話の都合により、1話増えるかも知れませんがそれでもZeroはもう、終わりですね。

ようやく本編であるstaynightに入れるというものです。
本編もZero位の長さしか無い予定ですがね。
その後は……

今後もお楽しみに!



問答

その後も小競り合いを続けながら脱落者無しのまま戦争は続いていた。

 

キャスター陣営は隠れながら、何かを行っているが何が目的かは判明していない。

 

1番の被害を被っているのは遠坂時臣だろう。

 

既に巷での会話で英雄王との関係に亀裂……程ではないが不審が生まれていると時臣は考えている。

 

そして遠坂邸へ襲撃があった時に蟲が遠坂の所有する地を破壊したという報告があった。

 

そこでアサシンも数体やられたという。

 

時臣はストレスで禿げる勢いだった。

 

 

 

 

そんな中ライダーは思い立ったように英霊に話しかけ、聖杯へ望む願いを問答しようと声をかけていた。

 

 

場所はアインツベルン邸。

 

中庭にて錚々たるメンバーが揃っていた。

 

 

英雄王 ギルガメッシュ

 

征服王 イスカンダル

 

騎士王 アーサー

 

それ以外にもライダーのマスター、セイバーのマスターの姿があった。

 

 

 

聖杯にかける願いや回収するだけという言い分、騎士王の理想論。

 

様々な問答が成されていた。

 

 

そこへアサシンが現れる。

 

群にして個、個にして群のサーヴァント。

 

百貌のハサンだ。

 

しかし、百貌と言われるが100人とはいえない30人ほどしかそこにはいなかった。

 

 

何故このタイミングでやってきたかは分かりはしないがライダーの掲げた杯を地に落とし、ライダーの不興を買った。

 

その後ライダーの宝具【王の軍勢(アイオニオン・ヘタイロイ)】によりアサシンは聖杯戦争初の脱落陣営となったのだった。

 

 

すっかり、酒を飲むという空気では無くなってしまい、お開きになるというそこで英雄王が口を開いた。

 

「雑種である貴様らに命令がある」

 

敵陣営に対して不遜の態度を崩さず、英雄王は命令する。

 

命令という言葉が癪に触るものの、英雄達は話を聞く。

 

「一時休戦としよう」

 

そして驚愕する。

 

あの英雄王が戦争を止める、と言ったのだ。

 

「おい、金ピカ!お前らしくも無い。

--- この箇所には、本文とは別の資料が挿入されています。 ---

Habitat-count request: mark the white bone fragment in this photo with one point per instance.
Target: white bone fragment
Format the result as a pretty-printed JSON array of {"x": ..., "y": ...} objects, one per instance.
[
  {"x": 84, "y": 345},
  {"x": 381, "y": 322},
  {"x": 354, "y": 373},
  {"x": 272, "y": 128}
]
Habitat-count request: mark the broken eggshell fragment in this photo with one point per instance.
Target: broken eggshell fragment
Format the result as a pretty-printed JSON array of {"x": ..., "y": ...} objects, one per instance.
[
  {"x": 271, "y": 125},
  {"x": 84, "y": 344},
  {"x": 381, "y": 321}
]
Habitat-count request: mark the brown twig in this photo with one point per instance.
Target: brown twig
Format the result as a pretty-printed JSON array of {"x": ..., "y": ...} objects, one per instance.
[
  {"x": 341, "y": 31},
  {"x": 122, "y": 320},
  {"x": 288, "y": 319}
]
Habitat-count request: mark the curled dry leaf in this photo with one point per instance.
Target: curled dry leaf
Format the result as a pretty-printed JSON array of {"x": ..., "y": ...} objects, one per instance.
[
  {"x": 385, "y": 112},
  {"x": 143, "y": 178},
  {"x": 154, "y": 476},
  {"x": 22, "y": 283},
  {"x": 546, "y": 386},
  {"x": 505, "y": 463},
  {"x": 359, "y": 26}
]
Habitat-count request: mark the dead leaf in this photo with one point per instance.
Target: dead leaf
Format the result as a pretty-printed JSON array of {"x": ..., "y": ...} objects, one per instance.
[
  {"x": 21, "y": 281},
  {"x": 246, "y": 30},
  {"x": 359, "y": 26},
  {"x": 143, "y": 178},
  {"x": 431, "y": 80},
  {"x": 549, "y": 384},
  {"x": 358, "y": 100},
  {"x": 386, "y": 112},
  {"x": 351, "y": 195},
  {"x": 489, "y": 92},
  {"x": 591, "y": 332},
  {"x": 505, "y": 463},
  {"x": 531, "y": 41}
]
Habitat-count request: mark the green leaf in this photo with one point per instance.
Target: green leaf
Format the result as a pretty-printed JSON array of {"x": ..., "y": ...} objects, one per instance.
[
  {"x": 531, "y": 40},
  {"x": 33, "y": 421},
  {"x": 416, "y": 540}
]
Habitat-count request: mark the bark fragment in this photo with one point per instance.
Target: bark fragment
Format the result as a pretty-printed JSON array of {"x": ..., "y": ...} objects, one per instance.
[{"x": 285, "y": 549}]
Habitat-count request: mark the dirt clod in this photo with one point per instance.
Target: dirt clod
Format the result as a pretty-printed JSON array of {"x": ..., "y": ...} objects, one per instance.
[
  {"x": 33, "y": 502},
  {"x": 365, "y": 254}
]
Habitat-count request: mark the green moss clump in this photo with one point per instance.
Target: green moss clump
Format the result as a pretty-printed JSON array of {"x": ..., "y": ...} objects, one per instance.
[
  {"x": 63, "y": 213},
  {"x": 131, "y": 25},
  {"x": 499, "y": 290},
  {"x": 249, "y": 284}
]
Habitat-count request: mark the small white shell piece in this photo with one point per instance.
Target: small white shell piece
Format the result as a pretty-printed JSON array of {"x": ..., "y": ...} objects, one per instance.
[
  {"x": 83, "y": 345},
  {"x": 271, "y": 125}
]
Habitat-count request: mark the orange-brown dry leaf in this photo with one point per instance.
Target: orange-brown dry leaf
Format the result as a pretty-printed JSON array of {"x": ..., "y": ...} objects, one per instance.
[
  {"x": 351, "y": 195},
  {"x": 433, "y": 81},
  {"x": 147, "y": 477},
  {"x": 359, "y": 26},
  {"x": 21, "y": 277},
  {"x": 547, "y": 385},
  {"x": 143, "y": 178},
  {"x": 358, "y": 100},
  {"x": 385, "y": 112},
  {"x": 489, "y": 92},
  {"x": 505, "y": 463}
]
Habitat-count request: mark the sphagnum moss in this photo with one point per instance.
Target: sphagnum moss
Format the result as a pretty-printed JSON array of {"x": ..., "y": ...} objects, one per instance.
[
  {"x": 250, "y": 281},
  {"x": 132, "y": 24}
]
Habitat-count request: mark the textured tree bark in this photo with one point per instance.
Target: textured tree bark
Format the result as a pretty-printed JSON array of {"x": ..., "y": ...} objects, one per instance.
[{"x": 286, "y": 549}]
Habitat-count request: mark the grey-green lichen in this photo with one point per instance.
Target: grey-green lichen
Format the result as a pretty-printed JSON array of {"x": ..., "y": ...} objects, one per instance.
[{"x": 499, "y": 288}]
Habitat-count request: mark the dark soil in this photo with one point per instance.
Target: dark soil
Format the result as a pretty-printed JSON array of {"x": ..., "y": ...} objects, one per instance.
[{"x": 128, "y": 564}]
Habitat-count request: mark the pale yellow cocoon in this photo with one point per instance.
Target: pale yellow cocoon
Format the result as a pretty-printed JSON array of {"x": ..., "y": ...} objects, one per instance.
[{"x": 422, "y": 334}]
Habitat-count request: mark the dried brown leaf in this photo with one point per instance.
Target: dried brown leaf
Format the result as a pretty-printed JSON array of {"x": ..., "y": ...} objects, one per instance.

どういう風の吹き回しだ?」

 

「このままでは聖杯戦争を続行できんのでな。我が潰せれば良いがちょこまかと逃げ回りおる。ここは癪だが雑種達の力を借りようと思ってな」

 

命令であり、上からの態度なのだが、それでも話を聞くものは驚愕した。

 

あの英雄王が雑種と見下すものに力を貸せと言ったのだ。

 

「ふぅむ、それはいいが標的は誰だ?そこまで不興を買う相手とは気になるぞ」

 

「というか、アーチャー!聖杯戦争が続行出来ないとはどういうことだ!!」

 

「貴様らは気づかんのか。あの、穢れを。あれはこの聖杯戦争を根本から覆すものだぞ」

 

 

 

「穢れ?何を指しているの?」

 

「ホムンクルスごときが話に入ってくるでない」

 

ただ、疑問を口にしただけであろうが、英雄王は癪に触ったようだ。

 

「それで誰なのだ?穢れ穢れというが名が分からんぞ」

 

「我が穢れの名を覚えているはずが無かろう」

 

さすが英雄王と納得したが、それ故に結局なぞのままだ。

 

「時臣なんだ……ああ、そういえば伝わるか。雑種は相も変わらず察し悪く回りくどいな」

 

お前が言うなとそう思い、アーチャーのマスターに感謝の念を送った。

 

「キャスターのマスターを名乗った男だ」

 

さらりと言葉を出したがそれは2つの感情を産んだ。

 

困惑と納得だ。

 

納得はライダーとセイバー。

 

困惑はウェイバーとアイリスフィールの2人だ。

 

「色々言ったが金ピカ!結局お前が気に入らんだけの話では無いか!」

 

「確かに嫌な感じはしますが、そこまででは無いでしょう。あんなもの実に魔術師らしい反応と言えるでしょう」

 

納得した上でライダーは隠した。

 

英雄王の物言いは確かに分かるところがある。

しかし、それならば自身の目で確認しなければならない。

それまでは強く敵対を取るわけにはいかない。

アサシンも隠れていたのだ。

この場所に目や耳が隠れている可能性はあるのだから。

 

セイバーは直感から嫌なものを感じ取った。

しかし、同時に小物であるという感覚とどこかの花の魔術師のような胡散臭さを感じ取った。

確かに相対するなら面倒な相手になる事だろう。

それと同時にそう大袈裟にする事も無い。

そう考えての一言だった。

 

「阿呆ばかりであったか……良い、我は帰る」

 

英雄王はそれだけ、残すと霊体化して去っていった。

 

 

 

 

 

 

 

「それじゃあ、坊主。ワシらも帰るとするかぁ!」

 

自身のマスターを担ぎ上げ、チャリオッツに乗り、去っていく。

 

 

 

「……セイバーはどう思う?」

 

「穢れ……ですか。嫌な感じはします。しかし、あれ程の英雄がここまで言うほども無い、というのが正直な所です」

 

「そうよね。それに護りや索敵には優れているでしょうけど……魔術師とはいえ普通の人間なんだから」

 

「夜分遅くに申し訳ない」

 

2人で話をしていたが、そこに3人目の声がかかる。

 

セイバーは見えない剣を構え、声の方を見る。

 

「貴様はっ…!」

 

「宣戦布告に参ったぞ、セイバー」

 

2本の槍を持ったランサーの姿がそこにあった。

 

 





うわーん、バイトやだよー

次回もよろしくお願いします。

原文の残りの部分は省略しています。